The Rohingya genocide was fomented on Facebook. Facebook ignored dire warnings for years from human rights organizations including Amnesty international, Humanrightswatch.org and the UN.
The only thing I see that's wrong about this is that I don't pay the EFF to tell private companies what to do. I pay them to stop the government from turning fascist.
They're not wrong about Facebook being a POS and these new policies making it moreso, though.
Out of curiosity, do you propose any remedy for companies being acting badly? What would you do, if anything, to curb companies doing things like what FB does? What sort of organizations have a role in watching over private companies, informing the public about their activities, and provide guidance on corrective actions?
I haven't been able to think of solutions that aren't worse than what they're doing. I'm extremely wary of the government forcing Facebook to behave a certain way because of the First Amendment.
For profit companies, especially facebook will just follow whatever is popular at the time, they have no morality at all. They had no morality when treating people like absolute shit under oppressive moderation and censoring people like crazy and they will have no morality while ignoring abuses on the platform while using current politics as an excuse to spend less on moderation.
The EFF however is at least supposed to stand for basic human rights. Like free speech. At least it got a mention in the title, but frankly the author of this article doesn't care at all about it, and doesn't understand the basic principle of why it's important to protect the speech of people they disagree with. So taking a plain view, they're a hateful anti-human rights activist. Not sure why i'd listen to what an anti human rights activist has to say.
> So taking a plain view, they're a hateful anti-human rights activist. Not sure why i'd listen to what an anti human rights activist has to say.
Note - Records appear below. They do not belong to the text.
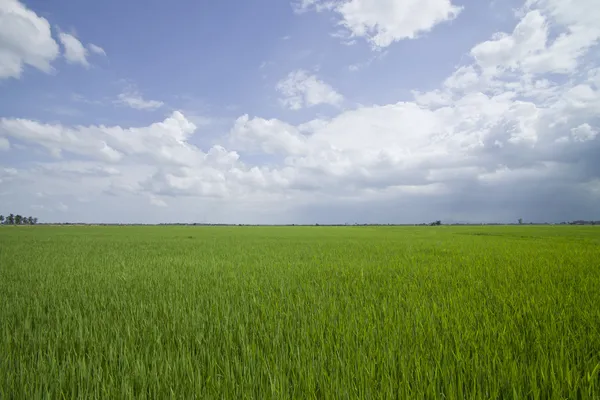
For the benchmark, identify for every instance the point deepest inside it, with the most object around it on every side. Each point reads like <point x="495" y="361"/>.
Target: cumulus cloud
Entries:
<point x="300" y="90"/>
<point x="132" y="98"/>
<point x="499" y="139"/>
<point x="25" y="39"/>
<point x="75" y="52"/>
<point x="96" y="49"/>
<point x="383" y="22"/>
You are posting this in a thread and a story about Meta literally saying a certain class of people are considered second class citizens and thus it's perfectly okay to sling slurs and harassment at them.
You do realize this, right? Like you are saying that the company with zero morality telling it's users it's okay to harass people is better than the EFF calling them out. Like if you actually stand for human rights you should be horrified at Meta's actions.
Again, how is any of this relevant exactly to Meta explicitly condoning harassment against people they seem second class citizens? None of what you said has any bearing on my argument at all beyond being a generic free speech argument.
Tolerance is not a moral imperative, it’s a peace treaty. If you don’t participate in the peace treaty of tolerance with others, tolerance won’t be extended to you.
I guess I'm pretty dumb cuz when I hear about the government asking Facebook to censor stuff and they do, sorry, when I hear about the government asking Facebook to kick someone they don't like out of the party because they're saying inconvenient things about the government and they do, it sounds like the government censorship.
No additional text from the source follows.